This week's debt limit deal did nothing to give the recovery a needed short-run boost before longer-term deficit reduction kicks in.  Lawmakers can start to remedy that and provide needed support to workers who exhaust their 26 weeks of regular UI benefits before finding work by extending federal UI benefits for another year.  CBO and other analysts rank unemployment insurance payments as among the most effective forms of job-creating stimulus in a weak economy.  Additional temporary measures, such as extending the payroll tax cut, would provide a further boost to the recovery without jeopardizing longer-term deficit reduction. 

About the July Jobs Report

Job growth increased modestly in July, but the labor market remains in a deep slump.
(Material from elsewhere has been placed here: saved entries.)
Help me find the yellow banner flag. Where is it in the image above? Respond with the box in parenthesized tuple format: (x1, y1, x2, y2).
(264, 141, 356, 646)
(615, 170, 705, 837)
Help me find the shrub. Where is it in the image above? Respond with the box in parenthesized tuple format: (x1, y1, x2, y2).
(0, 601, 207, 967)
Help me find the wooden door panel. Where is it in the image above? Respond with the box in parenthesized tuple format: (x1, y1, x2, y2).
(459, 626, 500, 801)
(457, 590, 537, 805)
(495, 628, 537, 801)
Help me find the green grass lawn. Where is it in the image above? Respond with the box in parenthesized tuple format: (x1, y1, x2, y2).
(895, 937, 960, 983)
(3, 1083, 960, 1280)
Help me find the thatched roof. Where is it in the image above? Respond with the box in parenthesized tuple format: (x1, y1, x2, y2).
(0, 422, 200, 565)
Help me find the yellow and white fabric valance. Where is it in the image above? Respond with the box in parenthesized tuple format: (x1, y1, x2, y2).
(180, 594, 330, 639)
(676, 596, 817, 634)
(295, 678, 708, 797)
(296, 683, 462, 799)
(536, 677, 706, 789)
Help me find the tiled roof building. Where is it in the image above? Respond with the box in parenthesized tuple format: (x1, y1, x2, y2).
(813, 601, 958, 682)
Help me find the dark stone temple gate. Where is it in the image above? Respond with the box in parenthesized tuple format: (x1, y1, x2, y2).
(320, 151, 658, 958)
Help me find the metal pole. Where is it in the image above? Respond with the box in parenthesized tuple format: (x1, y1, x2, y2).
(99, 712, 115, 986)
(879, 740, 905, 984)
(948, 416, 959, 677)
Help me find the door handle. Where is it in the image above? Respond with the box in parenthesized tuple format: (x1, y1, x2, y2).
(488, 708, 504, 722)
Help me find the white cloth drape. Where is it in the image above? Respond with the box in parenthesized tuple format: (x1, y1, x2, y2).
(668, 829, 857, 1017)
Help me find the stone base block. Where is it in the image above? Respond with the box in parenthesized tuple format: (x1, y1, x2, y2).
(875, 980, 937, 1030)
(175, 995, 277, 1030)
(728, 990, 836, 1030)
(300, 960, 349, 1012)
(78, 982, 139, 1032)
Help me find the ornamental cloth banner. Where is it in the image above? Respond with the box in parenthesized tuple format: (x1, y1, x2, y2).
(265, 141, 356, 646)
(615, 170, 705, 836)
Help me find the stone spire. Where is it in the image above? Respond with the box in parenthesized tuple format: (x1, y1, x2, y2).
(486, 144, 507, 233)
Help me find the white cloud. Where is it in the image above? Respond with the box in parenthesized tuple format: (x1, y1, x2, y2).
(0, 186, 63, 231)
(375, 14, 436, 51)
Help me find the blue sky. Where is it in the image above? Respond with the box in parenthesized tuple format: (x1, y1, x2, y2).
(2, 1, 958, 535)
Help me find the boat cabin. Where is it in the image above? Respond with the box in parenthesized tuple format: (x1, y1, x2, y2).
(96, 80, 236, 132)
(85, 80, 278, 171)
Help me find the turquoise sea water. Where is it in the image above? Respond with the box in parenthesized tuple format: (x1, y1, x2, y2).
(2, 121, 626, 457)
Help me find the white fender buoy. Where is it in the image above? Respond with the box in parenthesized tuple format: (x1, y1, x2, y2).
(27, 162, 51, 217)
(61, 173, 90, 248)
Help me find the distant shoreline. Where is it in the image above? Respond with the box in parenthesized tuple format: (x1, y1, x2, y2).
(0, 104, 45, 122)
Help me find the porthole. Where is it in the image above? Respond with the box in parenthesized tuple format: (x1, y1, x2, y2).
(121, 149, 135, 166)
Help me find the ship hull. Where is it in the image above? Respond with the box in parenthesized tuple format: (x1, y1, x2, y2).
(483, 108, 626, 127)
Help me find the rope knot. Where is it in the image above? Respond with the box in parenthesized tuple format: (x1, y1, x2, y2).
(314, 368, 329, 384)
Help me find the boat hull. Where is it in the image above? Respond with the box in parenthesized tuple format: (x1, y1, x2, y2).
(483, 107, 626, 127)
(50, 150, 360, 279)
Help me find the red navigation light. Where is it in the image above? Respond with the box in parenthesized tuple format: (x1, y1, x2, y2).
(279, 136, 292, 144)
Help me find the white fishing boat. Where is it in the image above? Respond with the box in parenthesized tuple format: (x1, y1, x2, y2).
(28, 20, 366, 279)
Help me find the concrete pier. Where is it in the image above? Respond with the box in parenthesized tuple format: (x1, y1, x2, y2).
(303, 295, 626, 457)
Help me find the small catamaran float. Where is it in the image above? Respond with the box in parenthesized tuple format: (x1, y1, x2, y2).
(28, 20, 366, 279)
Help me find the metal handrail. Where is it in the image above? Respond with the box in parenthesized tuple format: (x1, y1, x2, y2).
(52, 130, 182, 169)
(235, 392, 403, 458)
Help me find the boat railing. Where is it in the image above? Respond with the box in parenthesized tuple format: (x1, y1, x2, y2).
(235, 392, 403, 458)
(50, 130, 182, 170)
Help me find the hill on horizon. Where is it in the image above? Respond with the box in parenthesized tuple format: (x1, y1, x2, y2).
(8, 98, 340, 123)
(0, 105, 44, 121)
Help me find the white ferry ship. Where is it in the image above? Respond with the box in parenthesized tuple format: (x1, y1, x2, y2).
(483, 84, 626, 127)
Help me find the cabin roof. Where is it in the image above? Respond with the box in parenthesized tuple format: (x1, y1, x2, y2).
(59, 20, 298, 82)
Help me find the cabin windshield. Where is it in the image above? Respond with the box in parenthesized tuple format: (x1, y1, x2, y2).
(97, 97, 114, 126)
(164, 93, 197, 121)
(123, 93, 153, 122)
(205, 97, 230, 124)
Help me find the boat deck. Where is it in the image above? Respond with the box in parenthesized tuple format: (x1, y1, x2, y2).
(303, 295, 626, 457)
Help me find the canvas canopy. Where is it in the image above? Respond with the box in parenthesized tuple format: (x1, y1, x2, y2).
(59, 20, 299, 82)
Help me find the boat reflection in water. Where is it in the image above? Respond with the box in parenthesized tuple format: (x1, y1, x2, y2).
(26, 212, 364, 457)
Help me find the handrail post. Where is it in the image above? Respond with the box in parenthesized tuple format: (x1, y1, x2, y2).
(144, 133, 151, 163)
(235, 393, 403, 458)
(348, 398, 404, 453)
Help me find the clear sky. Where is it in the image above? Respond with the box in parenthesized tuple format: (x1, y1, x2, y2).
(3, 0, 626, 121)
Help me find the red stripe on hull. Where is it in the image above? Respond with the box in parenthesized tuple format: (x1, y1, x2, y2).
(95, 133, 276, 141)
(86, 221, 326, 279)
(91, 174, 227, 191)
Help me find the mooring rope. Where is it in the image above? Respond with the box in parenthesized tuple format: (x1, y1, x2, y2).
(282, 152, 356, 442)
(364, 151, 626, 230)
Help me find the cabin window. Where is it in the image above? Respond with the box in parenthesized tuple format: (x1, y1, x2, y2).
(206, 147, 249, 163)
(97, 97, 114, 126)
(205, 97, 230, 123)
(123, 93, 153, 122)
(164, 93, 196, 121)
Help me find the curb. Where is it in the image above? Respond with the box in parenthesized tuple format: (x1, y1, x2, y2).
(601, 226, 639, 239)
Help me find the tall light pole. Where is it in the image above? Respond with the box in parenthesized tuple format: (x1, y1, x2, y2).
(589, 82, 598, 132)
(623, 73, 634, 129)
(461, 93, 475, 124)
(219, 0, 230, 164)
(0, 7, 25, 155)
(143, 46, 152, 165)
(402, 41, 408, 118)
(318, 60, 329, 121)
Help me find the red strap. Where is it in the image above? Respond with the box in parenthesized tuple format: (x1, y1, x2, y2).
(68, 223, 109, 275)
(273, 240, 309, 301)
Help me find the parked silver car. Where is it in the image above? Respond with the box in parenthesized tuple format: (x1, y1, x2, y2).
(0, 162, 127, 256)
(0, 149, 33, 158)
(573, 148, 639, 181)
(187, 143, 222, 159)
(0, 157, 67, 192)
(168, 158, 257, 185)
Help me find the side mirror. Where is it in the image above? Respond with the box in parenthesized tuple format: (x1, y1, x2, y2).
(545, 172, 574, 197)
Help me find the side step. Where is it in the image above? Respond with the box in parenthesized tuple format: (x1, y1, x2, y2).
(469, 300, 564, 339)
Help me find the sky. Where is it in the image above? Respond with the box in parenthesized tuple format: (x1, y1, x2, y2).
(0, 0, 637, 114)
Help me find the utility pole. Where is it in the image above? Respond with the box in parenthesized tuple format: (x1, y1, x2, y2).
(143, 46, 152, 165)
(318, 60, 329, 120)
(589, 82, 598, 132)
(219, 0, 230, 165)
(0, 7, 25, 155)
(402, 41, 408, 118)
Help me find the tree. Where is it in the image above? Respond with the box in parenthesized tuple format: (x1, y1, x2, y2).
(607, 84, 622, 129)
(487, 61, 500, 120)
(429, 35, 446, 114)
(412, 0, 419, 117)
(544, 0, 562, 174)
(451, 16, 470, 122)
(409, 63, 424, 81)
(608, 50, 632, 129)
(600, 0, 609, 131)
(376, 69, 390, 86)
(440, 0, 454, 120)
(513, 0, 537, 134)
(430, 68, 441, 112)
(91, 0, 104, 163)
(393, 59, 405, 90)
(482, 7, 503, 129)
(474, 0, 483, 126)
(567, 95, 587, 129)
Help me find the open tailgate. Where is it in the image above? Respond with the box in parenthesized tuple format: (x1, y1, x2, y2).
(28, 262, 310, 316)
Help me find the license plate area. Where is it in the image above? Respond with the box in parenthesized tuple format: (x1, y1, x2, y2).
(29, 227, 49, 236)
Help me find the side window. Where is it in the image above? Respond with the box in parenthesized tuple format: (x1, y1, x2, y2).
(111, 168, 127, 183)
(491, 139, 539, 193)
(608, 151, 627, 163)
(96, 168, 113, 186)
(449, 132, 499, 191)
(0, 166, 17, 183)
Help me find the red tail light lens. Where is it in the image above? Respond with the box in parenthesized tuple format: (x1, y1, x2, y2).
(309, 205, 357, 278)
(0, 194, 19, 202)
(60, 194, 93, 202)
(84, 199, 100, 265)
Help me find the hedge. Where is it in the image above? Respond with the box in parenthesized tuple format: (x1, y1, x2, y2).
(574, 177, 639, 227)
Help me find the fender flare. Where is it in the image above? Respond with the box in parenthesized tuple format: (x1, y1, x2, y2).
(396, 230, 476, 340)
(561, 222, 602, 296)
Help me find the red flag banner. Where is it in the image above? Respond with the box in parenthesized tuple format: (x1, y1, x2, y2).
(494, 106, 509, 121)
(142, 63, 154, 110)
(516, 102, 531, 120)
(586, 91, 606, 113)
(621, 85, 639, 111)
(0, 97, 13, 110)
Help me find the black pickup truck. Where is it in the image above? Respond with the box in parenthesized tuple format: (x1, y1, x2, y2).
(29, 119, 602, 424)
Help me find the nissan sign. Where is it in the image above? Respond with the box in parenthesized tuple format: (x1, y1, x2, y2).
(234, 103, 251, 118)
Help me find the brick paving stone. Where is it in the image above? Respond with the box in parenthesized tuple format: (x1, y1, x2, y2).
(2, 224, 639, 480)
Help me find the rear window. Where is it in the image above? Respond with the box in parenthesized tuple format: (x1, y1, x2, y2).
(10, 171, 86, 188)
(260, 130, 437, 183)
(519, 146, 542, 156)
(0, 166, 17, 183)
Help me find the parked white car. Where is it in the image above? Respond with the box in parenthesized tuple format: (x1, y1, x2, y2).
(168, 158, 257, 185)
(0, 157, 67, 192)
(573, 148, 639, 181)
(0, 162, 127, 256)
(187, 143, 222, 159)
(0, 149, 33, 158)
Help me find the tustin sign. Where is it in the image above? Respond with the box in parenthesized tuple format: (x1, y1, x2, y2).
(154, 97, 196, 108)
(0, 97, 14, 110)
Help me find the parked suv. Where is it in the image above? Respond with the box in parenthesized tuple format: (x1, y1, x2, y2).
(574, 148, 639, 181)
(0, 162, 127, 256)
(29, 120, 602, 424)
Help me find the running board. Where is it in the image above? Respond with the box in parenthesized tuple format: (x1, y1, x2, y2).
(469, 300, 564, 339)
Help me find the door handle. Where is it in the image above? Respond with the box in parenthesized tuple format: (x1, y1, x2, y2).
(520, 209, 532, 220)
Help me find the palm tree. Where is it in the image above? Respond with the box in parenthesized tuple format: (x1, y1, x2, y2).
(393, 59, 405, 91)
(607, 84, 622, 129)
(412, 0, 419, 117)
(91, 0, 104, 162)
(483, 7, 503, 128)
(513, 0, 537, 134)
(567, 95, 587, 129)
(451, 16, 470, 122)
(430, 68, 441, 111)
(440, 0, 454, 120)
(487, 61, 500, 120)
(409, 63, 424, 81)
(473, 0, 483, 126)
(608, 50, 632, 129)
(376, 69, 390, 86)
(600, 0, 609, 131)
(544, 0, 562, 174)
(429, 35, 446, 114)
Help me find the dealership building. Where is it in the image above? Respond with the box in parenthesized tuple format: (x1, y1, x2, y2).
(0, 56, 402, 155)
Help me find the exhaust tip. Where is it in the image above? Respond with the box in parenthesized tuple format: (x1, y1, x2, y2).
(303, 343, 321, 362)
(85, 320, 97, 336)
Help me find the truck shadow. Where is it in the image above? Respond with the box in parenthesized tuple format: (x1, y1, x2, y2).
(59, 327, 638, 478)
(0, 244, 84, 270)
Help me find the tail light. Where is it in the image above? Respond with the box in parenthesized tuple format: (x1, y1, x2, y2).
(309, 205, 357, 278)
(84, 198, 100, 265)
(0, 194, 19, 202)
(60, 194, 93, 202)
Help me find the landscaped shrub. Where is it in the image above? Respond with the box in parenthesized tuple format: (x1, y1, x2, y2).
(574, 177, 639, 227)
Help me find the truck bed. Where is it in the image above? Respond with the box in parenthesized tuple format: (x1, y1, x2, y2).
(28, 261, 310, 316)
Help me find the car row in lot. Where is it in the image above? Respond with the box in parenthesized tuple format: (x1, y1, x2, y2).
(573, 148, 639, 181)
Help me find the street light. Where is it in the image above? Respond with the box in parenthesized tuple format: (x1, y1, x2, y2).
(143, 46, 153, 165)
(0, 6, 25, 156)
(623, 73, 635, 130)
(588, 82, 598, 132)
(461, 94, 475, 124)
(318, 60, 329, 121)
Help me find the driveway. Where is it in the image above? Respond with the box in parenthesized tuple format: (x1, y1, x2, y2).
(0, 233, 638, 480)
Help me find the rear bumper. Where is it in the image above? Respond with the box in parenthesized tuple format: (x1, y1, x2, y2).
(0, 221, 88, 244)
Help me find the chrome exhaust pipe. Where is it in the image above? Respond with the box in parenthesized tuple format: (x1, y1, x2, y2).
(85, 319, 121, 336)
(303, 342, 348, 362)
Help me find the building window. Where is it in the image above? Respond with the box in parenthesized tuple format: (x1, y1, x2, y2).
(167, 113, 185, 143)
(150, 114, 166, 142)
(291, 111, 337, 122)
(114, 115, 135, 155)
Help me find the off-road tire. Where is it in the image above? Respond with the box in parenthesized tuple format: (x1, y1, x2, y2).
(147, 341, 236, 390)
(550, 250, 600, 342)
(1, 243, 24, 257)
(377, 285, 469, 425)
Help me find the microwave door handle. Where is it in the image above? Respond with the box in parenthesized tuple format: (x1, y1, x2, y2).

  • Private and government payrolls rose by just 117,000 jobs in July.  Private employers on net added 154,000 jobs, while state government employment fell by 23,000 jobs (almost entirely due to the shutdown of the Minnesota state government) and local government employment fell by 16,000 jobs (federal government employment rose by 2,000).
  • This is the 17th straight month of private-sector job creation, with payrolls growing by 2.4 million jobs (a pace of 140,000 jobs a month) since February 2010; total nonfarm employment (private plus government jobs) has grown by 1.9 million jobs over the same period, or 114,000 a month.  Growth of 200,000 to 300,000 jobs a month or more is typical in strong economic recoveries, so the modest pace of just 72,000 jobs per month over the last three months is very disappointing.
  • In July, despite 17 months of private-sector job growth, there were still 6.8 million fewer jobs on nonfarm payrolls than when the recession began in December 2007, and 6.5 million fewer jobs on private payrolls.
  • The unemployment rate edged down from 9.2 percent to 9.1 percent in July, and the number of unemployed edged down to 13.9 million.  The unemployment rate was 8.1 percent for whites (3.7 percentage points higher than at the start of the recession), 15.9 percent for African Americans (6.9 percentage points higher than at the start of the recession), and 11.3 percent for Hispanics or Latinos (5.0 percentage points higher than at the start of the recession).
  • The recession and lack of job opportunities drove many people out of the labor force, and we have yet to see the return to labor force participation (people working or actively looking for work) that marks a strong jobs recovery.  In July, the labor force declined by 193,000 people, contributing to the drop in the unemployment rate.  The labor force participation rate (the share of the population aged 16 and over working or looking for work) is the lowest it has been since 1984.  It dropped to 63.9 percent in July, the first time it has been below 64 percent since May 1983.  So far this year, labor force growth has hardly even kept up with population growth and many potential workers remain on the sidelines while job prospects remain weak.
  • The share of the population with a job, which plummeted in the recession from 62.7 percent in December 2007 to levels last seen in the mid-1980s, fell to 58.1 percent in July, a low not seen since July 1983, and has not been above 58.5 percent in 14 months.
  • It remains very difficult to find a job.  The Labor Department's most comprehensive alternative unemployment rate measure — which includes people who want to work but are discouraged from looking and people working part time because they can't find full-time jobs — was 16.1 percent in July, not much below its all-time high of 17.4 percent in October 2009 in data that go back to 1994.  By that measure, more than 25 million people are unemployed or underemployed.
  • Long-term unemployment remains a significant concern.  Over two-fifths (44.4 percent) of the 13.9 million people who are unemployed — 6.2 million people — have been looking for work for 27 weeks or longer.  These long-term unemployed represent 4.0 percent of the labor force. Prior to this recession, the previous highs for these statistics over the past six decades were 26.0 percent and 2.6 percent, respectively, in June 1983.